カップヌードルについて昨日に引き続き書きます。中華料理店症候群てご存知ですか。カップヌードルを最初に口にしたとき、調味料の味のきつさが口に合わなかったと書きました。その後、しばらくカップヌードルを口にしませんでしたが、それは「口に合わなかった」理由が調味料にあると考えました。



当時の代表的な化学調味料であるグルタミン酸を原材料とする「味の素」が、石油で作られていると言われたことがありました。

旨み成分のグルタミン酸ナトリウムは石油で作るから、インスタントラーメンは石油汁を食べているようなものだ、などという酷評も一部にはあり、「インスタントラーメンは体に悪い」というイメージからも積極的に摂取したいとは思わなかったのです。

その問題がクリアにならないまま、時間がたち、なしくずしにカップヌードルを食べてしまった私ですが、この際、その件もはっきりさせようと思い、味の素本社に尋ねました。

味の素は神奈川県川崎市川崎区に本社工場があります。

工場前の京急大師線駅「鈴木町」は、創業者の名前をとったもので、工場は隣の駅の川崎大師まで続いています。

余談ですが、同社では定期的に工場見学を受け付けています。参加すると見学のほか、「Cook Do」(クックドゥ)など同社商品がもらえます。

神奈川は工場見学を実施している会社が多く、そのうち森永製菓、崎陽軒などはいつも予約が一杯なのですが、味の素と、生麦にあるキリン(ビアビレッジ)の工場見学は比較的予約しやすく、私などはキリンのツアー(見学をこういいます)を10回以上行っているリピーターです。でもいつも車で行くので、ビールを飲めたのは1回だけなのですが……。

それはともかく、味の素広報部は、石油由来についてはこう教えてくれました。
「『味の素』の原材料であるグルタミン酸は、1962~1973年の一時期に、発酵法による製法の他に、石油からつくられるアクリロニトリルを使用して製造していましたが、効率が悪かったため中止され、1973年以降はさとうきびの糖蜜やキャッサバやとうもろこしのでんぷんなどを原料とした発酵法のみで製造されるようになりました。」

ということは、「石油由来」を使っていたことは間違いではなく、またカップヌードルの出始めの頃は石油由来の調味料が使われていたことになります。

私が感じた「カップヌードルの味の進化」が、石油由来から、とうもろこしのでんぷん由来にかわったことにあるかどうか。

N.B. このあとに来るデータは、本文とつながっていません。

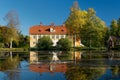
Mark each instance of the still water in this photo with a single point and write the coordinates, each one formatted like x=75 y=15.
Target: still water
x=59 y=65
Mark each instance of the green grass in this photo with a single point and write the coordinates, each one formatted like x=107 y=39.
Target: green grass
x=13 y=49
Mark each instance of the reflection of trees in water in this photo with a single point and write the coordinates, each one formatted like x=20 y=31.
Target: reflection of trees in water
x=13 y=75
x=80 y=73
x=9 y=63
x=115 y=70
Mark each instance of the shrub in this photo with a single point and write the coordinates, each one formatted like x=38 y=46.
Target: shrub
x=44 y=43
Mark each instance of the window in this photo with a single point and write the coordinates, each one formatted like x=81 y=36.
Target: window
x=53 y=36
x=57 y=36
x=39 y=36
x=34 y=42
x=62 y=36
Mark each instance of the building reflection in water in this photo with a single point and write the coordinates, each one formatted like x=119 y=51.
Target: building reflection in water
x=54 y=65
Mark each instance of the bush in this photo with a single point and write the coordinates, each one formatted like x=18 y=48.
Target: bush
x=64 y=44
x=44 y=43
x=1 y=45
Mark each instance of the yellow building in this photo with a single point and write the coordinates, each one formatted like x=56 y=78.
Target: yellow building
x=54 y=32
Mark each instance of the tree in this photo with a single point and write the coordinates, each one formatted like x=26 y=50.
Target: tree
x=44 y=43
x=13 y=26
x=88 y=27
x=76 y=19
x=64 y=44
x=118 y=30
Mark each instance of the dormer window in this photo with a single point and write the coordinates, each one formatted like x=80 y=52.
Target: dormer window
x=39 y=30
x=52 y=30
x=62 y=30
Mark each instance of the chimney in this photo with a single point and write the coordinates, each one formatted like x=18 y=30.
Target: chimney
x=41 y=24
x=63 y=25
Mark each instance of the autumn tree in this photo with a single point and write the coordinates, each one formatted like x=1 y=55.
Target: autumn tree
x=76 y=19
x=94 y=31
x=87 y=26
x=13 y=27
x=113 y=28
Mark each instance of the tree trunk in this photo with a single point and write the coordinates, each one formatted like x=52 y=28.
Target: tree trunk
x=11 y=43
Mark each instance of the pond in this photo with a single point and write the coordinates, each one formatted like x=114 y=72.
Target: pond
x=59 y=65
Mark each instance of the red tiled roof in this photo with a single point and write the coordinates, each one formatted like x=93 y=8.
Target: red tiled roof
x=46 y=30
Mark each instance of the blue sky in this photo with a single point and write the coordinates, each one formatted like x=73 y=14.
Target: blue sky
x=32 y=12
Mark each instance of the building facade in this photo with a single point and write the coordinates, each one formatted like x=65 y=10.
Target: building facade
x=54 y=32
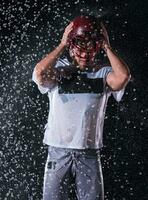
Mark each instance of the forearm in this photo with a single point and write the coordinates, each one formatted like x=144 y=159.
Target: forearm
x=44 y=70
x=50 y=60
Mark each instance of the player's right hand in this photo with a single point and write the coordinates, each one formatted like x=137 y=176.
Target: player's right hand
x=68 y=29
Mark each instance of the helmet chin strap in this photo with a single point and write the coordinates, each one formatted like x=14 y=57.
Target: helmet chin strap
x=73 y=53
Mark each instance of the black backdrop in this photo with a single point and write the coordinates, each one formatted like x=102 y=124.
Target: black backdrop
x=30 y=29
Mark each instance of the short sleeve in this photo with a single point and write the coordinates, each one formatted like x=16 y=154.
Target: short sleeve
x=49 y=87
x=116 y=94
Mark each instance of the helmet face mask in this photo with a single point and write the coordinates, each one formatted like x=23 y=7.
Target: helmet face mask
x=86 y=35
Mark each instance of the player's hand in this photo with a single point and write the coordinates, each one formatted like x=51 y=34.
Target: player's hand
x=105 y=42
x=68 y=29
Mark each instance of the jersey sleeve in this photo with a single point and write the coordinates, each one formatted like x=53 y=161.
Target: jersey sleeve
x=48 y=87
x=116 y=94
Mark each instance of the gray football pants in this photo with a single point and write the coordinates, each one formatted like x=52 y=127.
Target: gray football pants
x=73 y=174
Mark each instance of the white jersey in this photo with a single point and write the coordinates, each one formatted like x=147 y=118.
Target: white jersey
x=77 y=108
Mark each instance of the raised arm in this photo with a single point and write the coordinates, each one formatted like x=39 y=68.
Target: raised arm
x=44 y=70
x=120 y=75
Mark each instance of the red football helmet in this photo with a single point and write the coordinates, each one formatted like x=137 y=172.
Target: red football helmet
x=85 y=34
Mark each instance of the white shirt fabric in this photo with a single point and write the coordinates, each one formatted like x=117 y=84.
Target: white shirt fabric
x=76 y=120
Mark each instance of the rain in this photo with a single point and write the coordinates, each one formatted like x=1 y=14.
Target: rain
x=30 y=30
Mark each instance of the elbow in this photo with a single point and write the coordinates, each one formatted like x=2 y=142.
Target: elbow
x=121 y=82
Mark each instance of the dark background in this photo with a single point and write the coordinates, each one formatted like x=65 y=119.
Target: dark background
x=31 y=29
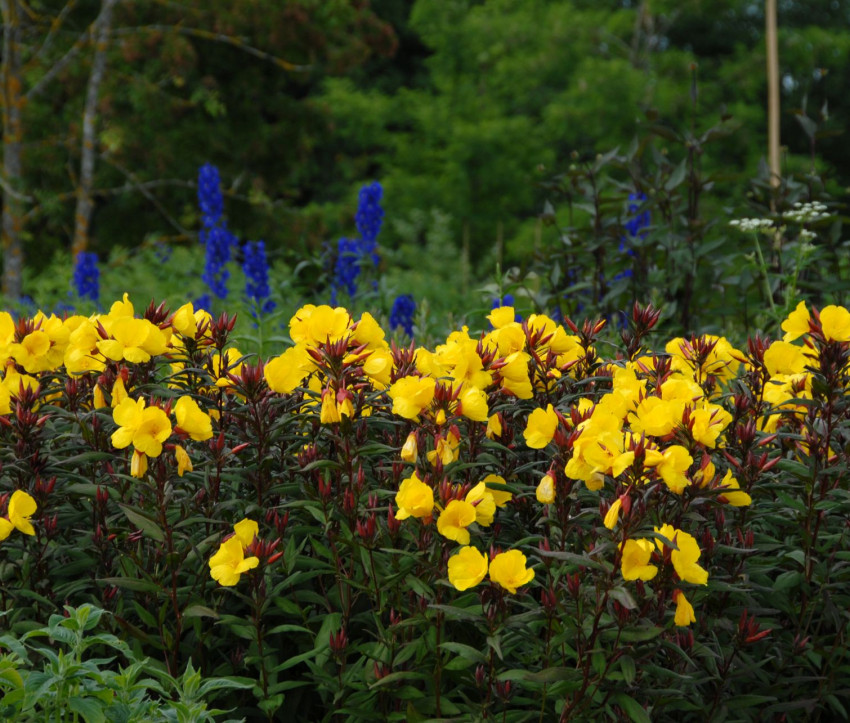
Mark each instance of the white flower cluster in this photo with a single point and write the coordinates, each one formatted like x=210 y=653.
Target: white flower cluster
x=806 y=212
x=751 y=224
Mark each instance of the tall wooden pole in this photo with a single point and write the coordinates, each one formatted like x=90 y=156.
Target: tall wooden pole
x=772 y=92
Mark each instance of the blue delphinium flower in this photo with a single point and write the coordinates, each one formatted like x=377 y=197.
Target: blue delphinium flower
x=404 y=308
x=256 y=269
x=635 y=226
x=86 y=278
x=352 y=254
x=218 y=241
x=214 y=234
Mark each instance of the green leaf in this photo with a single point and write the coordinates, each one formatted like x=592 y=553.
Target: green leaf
x=90 y=710
x=634 y=710
x=144 y=523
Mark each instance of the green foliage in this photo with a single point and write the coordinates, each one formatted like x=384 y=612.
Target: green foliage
x=53 y=671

これはもう、当時の調味料を使ったものと現在のものとを食べ比べてみないとわかりません

ただ、いずれにしても、同社は現在のグルタミン酸の安全性についてはこう太鼓判を押しています。
「1987年には世界中の研究機関で行われたグルタミン酸ナトリムの安全性に関する研究成果をもとに国連食糧農業機関(FAO)と世界保健機構(WHO)のFAO/WHO合同食品添加物専門家会議(JECFA)がグルタミン酸ナトリムの安全性について評価を行い、使用量の制限はなく、大人から幼児にいたるまでどなたでも(妊娠している方、赤ちゃんにも)安心してご使用いただけ、安全であると評価しています」(お客様相談センター)

「インスタントラーメンは体に悪い」と書きましたが、よく言われるのは中華料理症候群(チャイニーズ・レストラン・シンドローム)です。グルタミン酸ナトリウムの摂取で頭痛、体の痺れなどを起こすとされるものです。

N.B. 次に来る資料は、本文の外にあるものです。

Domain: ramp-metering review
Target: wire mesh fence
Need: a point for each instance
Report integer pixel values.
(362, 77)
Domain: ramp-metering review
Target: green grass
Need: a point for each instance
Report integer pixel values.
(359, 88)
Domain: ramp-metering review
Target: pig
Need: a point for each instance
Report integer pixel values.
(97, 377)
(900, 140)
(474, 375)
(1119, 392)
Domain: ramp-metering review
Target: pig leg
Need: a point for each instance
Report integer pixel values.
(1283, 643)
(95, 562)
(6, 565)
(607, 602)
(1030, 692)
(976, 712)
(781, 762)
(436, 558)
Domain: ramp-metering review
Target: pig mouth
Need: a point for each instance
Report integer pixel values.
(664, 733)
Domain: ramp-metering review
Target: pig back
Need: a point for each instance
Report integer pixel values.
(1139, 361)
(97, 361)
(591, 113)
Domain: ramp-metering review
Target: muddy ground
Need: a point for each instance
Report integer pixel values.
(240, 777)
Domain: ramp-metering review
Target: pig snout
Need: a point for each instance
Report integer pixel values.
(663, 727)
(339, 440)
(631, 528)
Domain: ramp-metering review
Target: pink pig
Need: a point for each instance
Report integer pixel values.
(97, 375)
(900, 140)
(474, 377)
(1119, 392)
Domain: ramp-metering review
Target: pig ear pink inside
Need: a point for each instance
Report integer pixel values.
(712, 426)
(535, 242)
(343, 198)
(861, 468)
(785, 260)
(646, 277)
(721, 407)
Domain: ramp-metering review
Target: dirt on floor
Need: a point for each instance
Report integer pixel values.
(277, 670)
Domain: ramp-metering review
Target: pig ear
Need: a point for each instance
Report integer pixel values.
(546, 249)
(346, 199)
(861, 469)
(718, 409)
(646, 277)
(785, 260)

いろいろなことがいわれていますが、中華料理店症候群は、JECFA(国際連合食糧農業機関=FAO、世界保健機構=WHOの合同食品添加物専門家会議)、 FDA(米国食品薬品局)、EUFIC (ヨーロッパ食品情報会議)、 SCF(欧州連合食品科学委員会)などで臨床試験や議論がなされたものの、グルタミン酸ナトリウムとの間には相関関係は確認されていないといいます。

また、グルタミン酸は脳関門を通過できないので、意識や脳障害などの原因にもならないといいます。

現在、中華料理店症候群とされるものの原因は、グルタミン酸ナトリウムそれ自体ではなく、ナトリウム(つまり塩分)の過剰摂取やビタミンB6の不足、酸化した油による消化不良や不快感などが原因ではないかと推測されています。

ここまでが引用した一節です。